Pétrole: les inquiétudes sur la demande baissent les prix

Pétrole, prix, chute des stocks aux Etats-Unis, OPEP+,

-Chute des stocks de brut et d’essence aux États-Unis – EIA
-Les données des usines chinoises déçoivent
-L’OPEP+ envisage une réduction de la production

NEW YORK, 31 août (Reuters) – Les prix du pétrole ont prolongé leur baisse mercredi, entraînés par les craintes que l’économie mondiale ne ralentisse davantage avec de nouvelles restrictions pour freiner le COVID-19 en Chine.

Les contrats à terme sur le brut Brent pour octobre doivent expirer mercredi, se sont établis à 96,49 $, en baisse de 2,82 $ le baril, ou 2,8 %. Le contrat de novembre plus actif a perdu 2,20 $ à 95,64 $ le baril. Les contrats à terme sur le brut américain West Texas Intermediate (WTI) ont terminé en baisse de 2,09 $, ou 2,3 ​​%, à 89,55 $ le baril.

« La faiblesse de la Chine a joué un rôle important » dans la baisse des prix, a déclaré Harry Altham, analyste énergétique pour l’EMEA et l’Asie chez StoneX Group à Londres. « Il y a des craintes de destruction de la demande dans tout l’Occident alors que les taux d’intérêt augmentent et que les craintes d’inflation s’emparent des économies occidentales. »

Le marché a été principalement préoccupé par l’insuffisance de l’offre dans les mois qui ont suivi l’invasion de l’Ukraine par la Russie et alors que l’OPEP luttait pour augmenter sa production. Cela a conduit les contrats à court terme à une forte prime par rapport aux contrats à terme plus tardifs plus tôt cette année, mais cette tendance s’est quelque peu inversée à mesure que la production a augmenté.

L’OPEP et les États-Unis ont vu la production atteindre ses niveaux les plus élevés depuis les premiers jours de la pandémie de coronavirus, la production de l’OPEP atteignant 29,6 millions de barils par jour (bpj) au cours du mois le plus récent, selon une enquête de Reuters, tandis que la production américaine est passée à 11,82 millions de bpj en juin. Les deux sont à leur plus haut niveau depuis avril 2020.
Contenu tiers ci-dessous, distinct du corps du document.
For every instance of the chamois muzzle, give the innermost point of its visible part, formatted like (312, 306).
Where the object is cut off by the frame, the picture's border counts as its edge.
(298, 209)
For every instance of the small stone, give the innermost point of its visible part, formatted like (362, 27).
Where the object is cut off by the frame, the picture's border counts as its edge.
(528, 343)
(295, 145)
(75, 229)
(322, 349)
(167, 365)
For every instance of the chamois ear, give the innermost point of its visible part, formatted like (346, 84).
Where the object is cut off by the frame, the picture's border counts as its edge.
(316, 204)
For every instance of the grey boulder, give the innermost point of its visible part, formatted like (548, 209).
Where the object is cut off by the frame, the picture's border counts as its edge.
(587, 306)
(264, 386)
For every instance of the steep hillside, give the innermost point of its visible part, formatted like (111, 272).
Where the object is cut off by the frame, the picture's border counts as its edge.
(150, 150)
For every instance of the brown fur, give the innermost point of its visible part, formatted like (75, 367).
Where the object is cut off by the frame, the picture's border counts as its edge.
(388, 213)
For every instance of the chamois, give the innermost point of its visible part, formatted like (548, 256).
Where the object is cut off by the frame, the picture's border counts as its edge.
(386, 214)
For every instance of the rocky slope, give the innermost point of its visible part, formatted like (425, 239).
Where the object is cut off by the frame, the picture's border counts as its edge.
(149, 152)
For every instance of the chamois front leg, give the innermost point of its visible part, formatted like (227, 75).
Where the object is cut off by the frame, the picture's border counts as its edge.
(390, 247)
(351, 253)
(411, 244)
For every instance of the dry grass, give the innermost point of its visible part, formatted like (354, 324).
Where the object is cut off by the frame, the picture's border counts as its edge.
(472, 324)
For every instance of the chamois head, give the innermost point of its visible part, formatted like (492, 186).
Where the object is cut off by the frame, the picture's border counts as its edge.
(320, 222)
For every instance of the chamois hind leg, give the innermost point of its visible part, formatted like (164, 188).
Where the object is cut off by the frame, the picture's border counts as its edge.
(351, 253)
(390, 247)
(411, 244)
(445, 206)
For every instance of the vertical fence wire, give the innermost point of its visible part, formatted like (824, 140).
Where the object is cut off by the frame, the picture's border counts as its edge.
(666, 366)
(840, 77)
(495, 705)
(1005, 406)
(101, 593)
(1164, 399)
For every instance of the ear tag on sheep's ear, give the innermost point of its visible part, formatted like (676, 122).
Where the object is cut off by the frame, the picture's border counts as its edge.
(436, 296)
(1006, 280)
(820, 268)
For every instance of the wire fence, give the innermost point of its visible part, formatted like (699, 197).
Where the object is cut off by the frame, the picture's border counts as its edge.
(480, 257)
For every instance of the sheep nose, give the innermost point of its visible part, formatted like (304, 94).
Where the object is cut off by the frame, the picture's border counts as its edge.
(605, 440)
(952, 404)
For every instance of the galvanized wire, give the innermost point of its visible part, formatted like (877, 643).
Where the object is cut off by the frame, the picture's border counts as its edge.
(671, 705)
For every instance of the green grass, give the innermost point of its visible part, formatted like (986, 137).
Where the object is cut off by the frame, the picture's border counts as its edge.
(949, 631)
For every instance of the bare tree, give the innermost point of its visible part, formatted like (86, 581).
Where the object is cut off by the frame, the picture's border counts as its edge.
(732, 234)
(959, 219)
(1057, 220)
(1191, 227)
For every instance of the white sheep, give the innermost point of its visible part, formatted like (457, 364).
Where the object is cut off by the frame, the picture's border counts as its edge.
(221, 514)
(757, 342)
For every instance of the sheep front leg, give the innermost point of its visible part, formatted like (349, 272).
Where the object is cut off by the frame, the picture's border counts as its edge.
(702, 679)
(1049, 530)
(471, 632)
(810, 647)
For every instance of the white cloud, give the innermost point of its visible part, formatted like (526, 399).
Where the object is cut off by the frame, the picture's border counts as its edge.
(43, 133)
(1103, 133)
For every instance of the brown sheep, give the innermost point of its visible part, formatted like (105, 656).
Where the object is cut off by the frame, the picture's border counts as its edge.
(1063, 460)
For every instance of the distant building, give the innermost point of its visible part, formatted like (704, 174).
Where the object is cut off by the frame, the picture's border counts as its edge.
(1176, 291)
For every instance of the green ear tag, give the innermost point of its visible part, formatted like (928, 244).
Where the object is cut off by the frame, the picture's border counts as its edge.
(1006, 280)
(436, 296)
« La crainte qu’il y ait un ralentissement ici et aussi le potentiel ici d’augmentations supplémentaires de l’offre à venir exerce une certaine pression sur le marché », a déclaré Mike Sabo, stratège du marché chez RJO Futures à Chicago.

Le Comité technique conjoint de l’Organisation des pays exportateurs de pétrole (OPEP) et ses alliés, appelés ensemble OPEP+, a déclaré qu’il prévoyait désormais un excédent de pétrole cette année de 400 000 bpj, en hausse de 100 000 bpj par rapport à ses prévisions du mois précédent.

Certains membres de l’OPEP+ ont appelé à des réductions. Le groupe doit ensuite se réunir le 5 septembre dans un contexte d’affaiblissement de la demande en Asie qui a incité l’Arabie saoudite à baisser ses prix de vente officiels dans cette région.

Les stocks de brut américains ont chuté de 3,3 millions de barils, a annoncé mercredi l’Administration américaine de l’information sur l’énergie, tandis que les stocks d’essence ont baissé de 1,2 million de barils.

L’activité des usines chinoises a prolongé la baisse en août en raison de nouvelles infections au COVID, de la pire vague de chaleur depuis des décennies et d’un secteur immobilier en difficulté qui a pesé sur la production, ce qui suggère que l’économie aura du mal à maintenir son élan.

Mercredi, certaines parties de la ville de Guangzhou, dans le sud de la Chine, ont imposé des restrictions COVID, rejoignant le centre technologique de Shenzhen pour lutter contre les flambées.